Fortress Global Enterprises releases 1Q financials
By P&PC staff
By P&PC staff
May 16, 2018 – Fortress Global Enterprises Inc. has reported its 2018 first quarter results, noting an operating EBITDA loss from continuing operations of $1.4 million compared to an operating EBITDA loss from continuing operations of $5.7 million in the previous quarter.
The dissolving pulp segment generated an operating EBITDA of $0.2 million, and corporate costs were $1.6 million in the first quarter of 2018.
“Management was pleased with the completion of the fifth digester, on time and on budget during the first quarter,” Chadwick Wasillenkoff, chief executive officer, Fortress Global Enterprises, said. “Lower than expected production volumes at the Fortress Specialty Cellulose (FSC) mill in the first quarter was primarily due to issues encountered in January which were seasonal in nature. Progress was made throughout the first quarter of 2018 with production volumes and cost structure continuing to improve month by month and continuing into April 2018. In April, the FSC mill experienced an average daily production volume increase of approximately 40 ADMT per day or 10 per cent as compared to the first quarter average of 2018 with improvements anticipated in the second and third quarters of 2018. We also finalized the acquisition of S2G Biochemicals Inc. which we believe will provide a variety of unique business opportunities. We are currently in the process of finalizing funding for the xylitol demonstration plant through various non-dilutive sources.”
First Quarter 2018 Segment Results
The dissolving pulp segment generated operating EBITDA of $0.2 million for the quarter ended March 31, 2018, compared to operating EBITDA loss of $4.4 million for the fourth quarter of 2017 and operating EBITDA of $8.3 million for the prior year comparative period. During the first quarter of 2018, the FSC mill was shut down for three days in order to complete the connections of the fifth digester. The results of the first quarter of 2018 were impacted by an increase in production costs and an eight per cent lower realized Canadian sales price when compared to the prior year comparative period.
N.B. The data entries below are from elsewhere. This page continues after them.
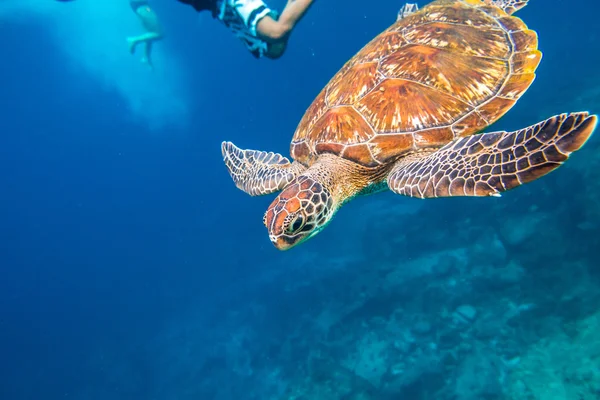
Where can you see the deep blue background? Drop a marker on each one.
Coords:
(107, 230)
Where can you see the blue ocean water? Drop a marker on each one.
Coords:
(132, 268)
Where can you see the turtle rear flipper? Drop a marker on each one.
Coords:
(509, 6)
(490, 163)
(259, 172)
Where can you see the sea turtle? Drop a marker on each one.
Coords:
(405, 113)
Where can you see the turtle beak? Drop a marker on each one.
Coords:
(282, 242)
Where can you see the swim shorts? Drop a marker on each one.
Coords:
(242, 17)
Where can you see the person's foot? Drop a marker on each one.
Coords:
(131, 43)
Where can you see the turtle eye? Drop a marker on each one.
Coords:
(297, 223)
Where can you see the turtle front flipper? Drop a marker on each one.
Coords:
(490, 163)
(259, 172)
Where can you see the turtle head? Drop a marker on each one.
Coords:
(300, 211)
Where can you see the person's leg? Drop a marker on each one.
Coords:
(153, 33)
(147, 58)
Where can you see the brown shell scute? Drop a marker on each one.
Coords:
(447, 71)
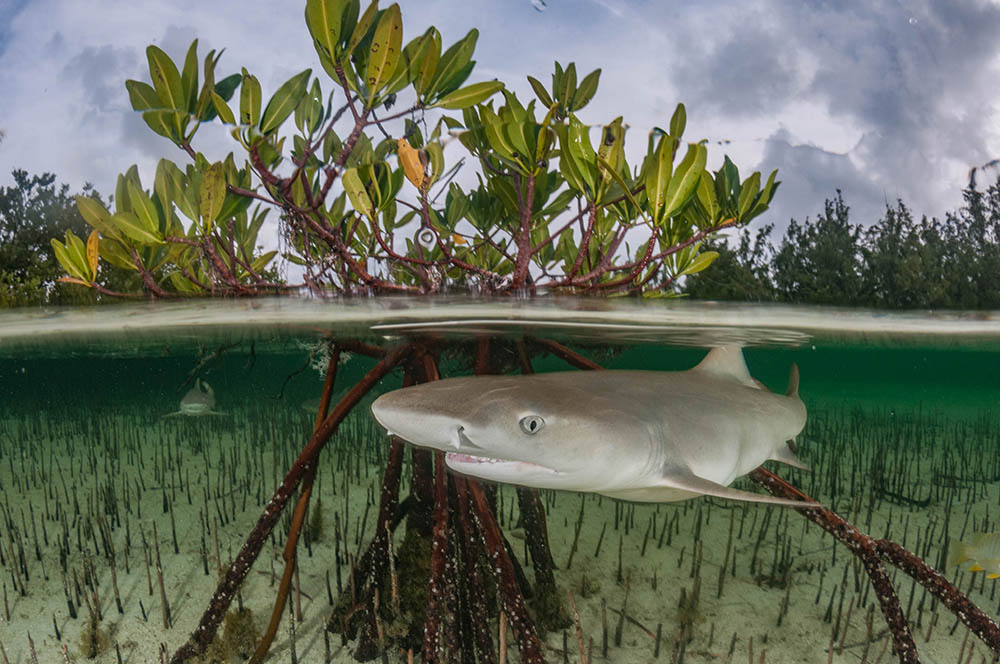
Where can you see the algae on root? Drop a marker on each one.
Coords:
(239, 638)
(94, 640)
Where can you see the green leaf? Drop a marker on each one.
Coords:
(227, 86)
(749, 191)
(261, 261)
(189, 77)
(323, 18)
(470, 95)
(610, 170)
(701, 261)
(428, 67)
(129, 224)
(143, 208)
(658, 167)
(65, 258)
(77, 252)
(166, 79)
(115, 253)
(284, 101)
(384, 51)
(249, 99)
(586, 90)
(540, 91)
(94, 214)
(212, 193)
(164, 123)
(706, 196)
(579, 147)
(357, 193)
(361, 29)
(222, 108)
(678, 121)
(568, 89)
(685, 179)
(142, 96)
(453, 63)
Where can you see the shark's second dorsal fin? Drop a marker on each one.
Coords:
(727, 363)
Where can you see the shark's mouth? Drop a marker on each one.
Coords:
(467, 463)
(463, 461)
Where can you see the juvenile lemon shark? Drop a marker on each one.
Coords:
(646, 436)
(200, 400)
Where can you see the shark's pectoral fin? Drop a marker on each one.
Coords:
(685, 480)
(785, 455)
A total of 34,126 air dried metric tonnes (ADMT) of dissolving pulp were produced in the first quarter of 2018 and the FSC mill sold 33,144 ADMT of dissolving pulp in the same period, compared to sales of 24,798 ADMT and 37,833 ADMT of dissolving pulp in the previous quarter and prior year comparative period, respectively.
Dissolving pulp prices in 2018 have been increasing through the first quarter compared to the prior year average and the current price of U.S. $932 per tonne is US$69 higher year over year. Typical market cycle peaks occur in the fall coinciding with downstream textile and viscose staple fibre (“VSF”) market cycles. Dissolving pulp prices are likely being supported by favorable paper pulp market pricing, which influences swing mill production toward paper pulp, and increases in Chinese VSF output. VSF prices historically trade at a premium to cotton and have been supported by a 32 per cent increase in spot cotton pricing over the past two years. Sales of reserve cotton sales for 2018 began in April and are expected to further reduce the Chinese stockpile, which is expected to improve stability in the cotton market. Cotton ending stocks in China are projected to decline in 2018 more than 15.3 per cent to 41.0 million bales, the lowest level in six years, and the supply of higher quality imported cotton remains limited. Growing population and middle class continue to drive the worldwide demand for fiber (103. million tonnes) as reported in “The Fibre Year 2018.” Increased demand for fibre has resulted in increased prices and demand for textile feedstocks, including manmade materials which continue to capture market share. VSF is expected to continue to grow by over six per cent per year.
In March 2018, the company announced that the FSC mill completed, on time and on budget, construction and began commissioning of the fifth digester that was announced in November 2016. The ramp up and optimization of the fifth digester continues in the second quarter of 2018 with successful cooks having been completed on a batch basis. The company expects the fifth digester to incrementally increase production capacity by 8,500 ADMT in 2018 and 17,000 ADMT in 2019 compared to current production capacity.
Corporate and Cash
Corporate expenses in the first quarter of 2018 decreased by $0.7 million compared to the prior year comparative period. Cash and restricted cash was $37.8 million at the end of the first quarter compared to $48.7 million at the end of the fourth quarter. Primary uses of cash in the quarter was $4.1 million for capital expenditures net of grants received and $2.8 million for the repayment of long-term debt and interest.
For a summary of significant developments, refer to the management’s discussion and analysis for the three-month period ended March 31, 2018 (available on SEDAR at www.sedar.com).